At its most severe, gingivitis can lead to periodontal disease, which causes bacteria from your mouth to travel throughout your body, affecting vital functions such as your cardiovascular system. Individuals with diabetes are especially susceptible to developing periodontal disease, and pregnant women with periodontal disease increase their risk of delivering low-weight newborns.
Adding flossing to your oral care routine can drastically decrease your risk for all of these conditions. A simple extra minute or two a day can save you from stress and discomfort later on.

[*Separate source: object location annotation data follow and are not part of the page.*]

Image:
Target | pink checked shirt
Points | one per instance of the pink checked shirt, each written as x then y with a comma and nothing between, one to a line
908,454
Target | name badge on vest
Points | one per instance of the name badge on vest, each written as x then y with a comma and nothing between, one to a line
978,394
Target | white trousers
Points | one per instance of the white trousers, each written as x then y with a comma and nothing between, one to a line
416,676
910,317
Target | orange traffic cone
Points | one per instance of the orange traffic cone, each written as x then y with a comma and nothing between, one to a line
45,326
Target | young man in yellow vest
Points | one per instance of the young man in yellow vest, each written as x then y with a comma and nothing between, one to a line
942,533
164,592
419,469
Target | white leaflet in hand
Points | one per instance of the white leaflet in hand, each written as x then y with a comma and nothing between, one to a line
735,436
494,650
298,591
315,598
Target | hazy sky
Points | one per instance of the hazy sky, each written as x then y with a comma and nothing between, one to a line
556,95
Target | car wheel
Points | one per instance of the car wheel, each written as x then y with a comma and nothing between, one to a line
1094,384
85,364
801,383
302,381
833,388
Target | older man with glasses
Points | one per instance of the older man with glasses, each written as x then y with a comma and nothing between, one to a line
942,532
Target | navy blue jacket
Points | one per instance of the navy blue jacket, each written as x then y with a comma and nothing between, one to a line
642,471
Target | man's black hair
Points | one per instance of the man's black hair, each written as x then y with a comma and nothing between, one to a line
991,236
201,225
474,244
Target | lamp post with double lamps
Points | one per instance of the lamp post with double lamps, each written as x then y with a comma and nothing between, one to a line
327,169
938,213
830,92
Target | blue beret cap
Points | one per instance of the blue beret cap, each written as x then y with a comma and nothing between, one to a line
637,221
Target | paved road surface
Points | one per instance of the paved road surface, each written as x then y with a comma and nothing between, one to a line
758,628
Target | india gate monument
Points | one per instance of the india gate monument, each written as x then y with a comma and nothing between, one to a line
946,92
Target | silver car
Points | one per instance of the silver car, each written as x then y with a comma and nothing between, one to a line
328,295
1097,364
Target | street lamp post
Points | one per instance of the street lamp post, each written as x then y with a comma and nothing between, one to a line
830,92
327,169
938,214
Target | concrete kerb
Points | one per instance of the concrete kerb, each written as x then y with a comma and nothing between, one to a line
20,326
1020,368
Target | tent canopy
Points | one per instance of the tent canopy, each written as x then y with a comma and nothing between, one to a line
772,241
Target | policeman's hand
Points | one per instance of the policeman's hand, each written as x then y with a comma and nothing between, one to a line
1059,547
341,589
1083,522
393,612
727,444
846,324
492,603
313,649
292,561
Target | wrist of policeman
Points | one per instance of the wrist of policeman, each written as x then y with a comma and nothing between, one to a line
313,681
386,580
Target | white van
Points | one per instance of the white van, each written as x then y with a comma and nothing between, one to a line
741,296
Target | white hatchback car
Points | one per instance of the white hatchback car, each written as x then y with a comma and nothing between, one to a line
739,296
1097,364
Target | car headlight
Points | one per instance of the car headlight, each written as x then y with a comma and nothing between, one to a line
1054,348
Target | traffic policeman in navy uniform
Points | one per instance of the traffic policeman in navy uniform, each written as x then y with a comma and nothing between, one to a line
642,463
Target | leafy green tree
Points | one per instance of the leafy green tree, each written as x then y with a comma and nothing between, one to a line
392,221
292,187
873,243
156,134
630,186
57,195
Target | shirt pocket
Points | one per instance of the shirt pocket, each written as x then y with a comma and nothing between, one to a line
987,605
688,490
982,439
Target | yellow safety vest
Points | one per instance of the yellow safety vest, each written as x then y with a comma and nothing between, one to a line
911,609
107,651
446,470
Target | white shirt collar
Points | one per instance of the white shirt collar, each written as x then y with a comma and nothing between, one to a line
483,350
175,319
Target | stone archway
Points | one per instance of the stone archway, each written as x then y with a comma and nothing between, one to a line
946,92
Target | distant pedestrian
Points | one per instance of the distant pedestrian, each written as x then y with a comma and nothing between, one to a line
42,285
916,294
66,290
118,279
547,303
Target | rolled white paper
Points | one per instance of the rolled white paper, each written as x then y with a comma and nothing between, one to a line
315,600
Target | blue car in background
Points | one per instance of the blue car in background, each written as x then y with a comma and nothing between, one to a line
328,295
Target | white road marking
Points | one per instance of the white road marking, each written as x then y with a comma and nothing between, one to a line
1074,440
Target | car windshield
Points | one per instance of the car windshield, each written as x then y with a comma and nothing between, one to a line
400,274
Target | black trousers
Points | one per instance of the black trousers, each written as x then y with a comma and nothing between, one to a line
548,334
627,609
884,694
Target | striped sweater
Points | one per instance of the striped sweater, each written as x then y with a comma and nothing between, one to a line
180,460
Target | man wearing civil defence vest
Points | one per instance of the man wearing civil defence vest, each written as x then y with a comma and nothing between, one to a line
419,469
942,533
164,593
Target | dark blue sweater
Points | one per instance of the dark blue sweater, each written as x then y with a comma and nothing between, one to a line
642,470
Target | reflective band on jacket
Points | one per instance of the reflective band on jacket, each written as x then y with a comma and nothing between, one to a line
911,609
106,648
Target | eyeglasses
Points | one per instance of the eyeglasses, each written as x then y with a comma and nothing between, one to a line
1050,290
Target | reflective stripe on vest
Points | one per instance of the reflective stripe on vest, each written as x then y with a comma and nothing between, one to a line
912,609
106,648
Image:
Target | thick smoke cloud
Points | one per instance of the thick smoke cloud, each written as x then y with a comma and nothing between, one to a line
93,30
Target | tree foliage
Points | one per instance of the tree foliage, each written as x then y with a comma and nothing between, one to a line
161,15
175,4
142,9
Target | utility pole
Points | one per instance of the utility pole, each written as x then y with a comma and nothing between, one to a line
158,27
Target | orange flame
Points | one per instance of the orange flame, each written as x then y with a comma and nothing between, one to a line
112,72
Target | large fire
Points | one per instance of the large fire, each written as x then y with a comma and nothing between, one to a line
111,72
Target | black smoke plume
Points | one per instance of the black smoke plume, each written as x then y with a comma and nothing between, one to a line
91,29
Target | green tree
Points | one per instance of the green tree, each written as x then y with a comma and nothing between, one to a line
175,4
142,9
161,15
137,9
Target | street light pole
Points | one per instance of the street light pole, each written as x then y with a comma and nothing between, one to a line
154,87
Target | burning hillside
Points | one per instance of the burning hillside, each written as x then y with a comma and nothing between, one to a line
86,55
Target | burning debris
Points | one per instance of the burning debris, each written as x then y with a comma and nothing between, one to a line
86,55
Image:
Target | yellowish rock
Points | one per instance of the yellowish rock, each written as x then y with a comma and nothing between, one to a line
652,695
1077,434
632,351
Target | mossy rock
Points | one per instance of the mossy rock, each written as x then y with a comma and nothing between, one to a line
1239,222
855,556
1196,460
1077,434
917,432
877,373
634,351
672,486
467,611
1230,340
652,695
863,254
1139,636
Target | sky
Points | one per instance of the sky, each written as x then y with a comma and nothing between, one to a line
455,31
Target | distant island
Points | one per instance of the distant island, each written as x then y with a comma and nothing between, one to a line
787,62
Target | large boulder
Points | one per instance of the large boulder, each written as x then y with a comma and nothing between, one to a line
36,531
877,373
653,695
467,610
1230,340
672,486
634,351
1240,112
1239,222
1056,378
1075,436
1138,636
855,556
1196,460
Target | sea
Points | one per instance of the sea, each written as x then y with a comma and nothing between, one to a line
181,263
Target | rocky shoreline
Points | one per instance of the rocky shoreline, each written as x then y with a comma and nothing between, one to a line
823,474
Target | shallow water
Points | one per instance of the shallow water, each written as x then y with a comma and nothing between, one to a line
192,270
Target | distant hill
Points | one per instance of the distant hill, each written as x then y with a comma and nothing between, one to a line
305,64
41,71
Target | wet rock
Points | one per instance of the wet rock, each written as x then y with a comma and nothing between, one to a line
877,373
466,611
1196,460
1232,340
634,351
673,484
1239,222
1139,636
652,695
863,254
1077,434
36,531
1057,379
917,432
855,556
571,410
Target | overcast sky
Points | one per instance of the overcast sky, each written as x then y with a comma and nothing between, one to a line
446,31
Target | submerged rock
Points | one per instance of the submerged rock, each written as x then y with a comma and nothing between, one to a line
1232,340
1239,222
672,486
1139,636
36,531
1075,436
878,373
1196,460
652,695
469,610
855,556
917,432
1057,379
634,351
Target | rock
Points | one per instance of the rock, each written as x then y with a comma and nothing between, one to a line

How to Avoid Bleeding Gums and Pain When Flossing
If it’s been a while since you last flossed your teeth, there’s a higher chance you may experience some bleeding and irritated gums when you do. This can be a deterrent for people to keep up regular flossing. However, gums that quickly become inflamed or bleed easily are likely experiencing bacteria buildup, which means you are in even more need of flossing. Don’t be too deterred by bleeding and slightly irritated gums when you first try flossing again. The best way to avoid bleeding gums and pain when flossing is to keep up a regular flossing routine, as your gum health will soon improve over time. If pain and bleeding persist, however, talk to your dentist about causes and treatment.
How to Make Flossing a Part of Your Daily Routine
It may seem tedious to remember to floss your teeth every day, but very soon, it won’t even require a second thought. The best time to floss is at night, immediately after brushing your teeth and right before you go to bed. This guarantees that all food particles built up throughout the day will be cleared out and won’t have the opportunity to build up harmful bacteria overnight.
Your daily routine should look something like this:
- Brush in the morning for two minutes with an antimicrobial fluoride toothpaste.
- Use a therapeutic mouthwash.
- Stay hydrated throughout the day.
- Avoid unnecessary snacks.
- Brush your teeth at night in the same way as the morning.
- Floss thoroughly with a waxed floss, holding the floss around each tooth in a curved shape while moving back and forth while also up and down between teeth.
- Use mouthwash again.
- Get a good night’s rest and start again!
Additionally, keep your floss within sight at your bathroom sink to make sure you don’t forget. It may also be helpful to carry around floss or a handful of dental flossers with you during the day, as well. You never know when you might eat something that gets stuck between your teeth!
Keeping Your Mouth Clean
While daily flossing is an essential part to a good oral hygiene routine, it’s even more important to make semi-annual visits to the dentist. Your dentist will be able to check for any potential signs of gum disease and other oral health conditions. Additionally, a dentist will be able to provide and advise you on ongoing treatment options.